Lagrange representation of f(x)

Lagrange representation of f(x) with 5 equally spaced points

The interpolating curve is shown in red and $f(x)$ is shown in blue. This is not bad, after all we only have $5$ points to work with so we might expect that as the number of points increases we get a more accurate picture – right? Well…no. As the number of points increases we have to increase the degree of the interpolating polynomial and if we choose $10$ equally spaced points on the interval $[-1,1]$ we get this picture

Lagrange representation of f(x)

Lagrange representation of f(x) with 10 equally spaced points

Things are starting to go a bit awry – maybe if we increase the number of points even further then things will start to settle down. Let’s look what happens when we have $16$ equally spaced points.
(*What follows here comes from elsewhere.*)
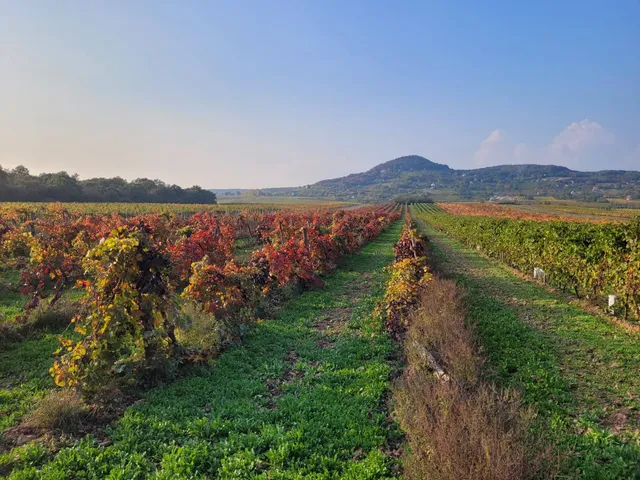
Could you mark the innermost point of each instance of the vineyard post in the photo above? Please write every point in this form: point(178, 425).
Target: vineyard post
point(612, 303)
Lagrange representation of f(x)

Lagrange representation of f(x) with 16 equally spaced points

Maybe that wasn’t such a good idea. Things are starting to get so out of control that as the number of interpolation points (and consequently the degree of the interpolating polynomial) increases, the interpolating polynomial oscillates wildly between both extremely large positive and extremely large negative values near the edges of the interval $[-1,1]$. This behaviour gets so bad $n$ increases that the interpolating polynomial grows without bound near the edges of the interval – this is known as Runge’s phenomenon and makes the interpolating polynomial practically useless.

One way around this is to choose a different set of interpolation points. One of the problems is the equal spacing of the points – to resolve this in part we can choose Chebyshev nodes. Using these Chebyshev nodes we get a very different picture – the following diagram shows what things look like when $10$ points are chosen

Lagrange representation of f(x)

Lagrange representation of f(x) using 10 Chebyshev nodes

Now compare that to what we had before and we see something that is much better behaved. Has Runge’s phenomenon been eliminated? Mostly, yes – but in truth it can never be completely eliminated; the Chebyshev nodes, however, massively reduce the effects of Runge’s phenomenon. Runge’s phenomenon does not always occur but it is something that can go wrong from time-to-time, so as with all numerical methods you have to take care when applying the method to solve problems; there may be another more suitable method that needs to be applied.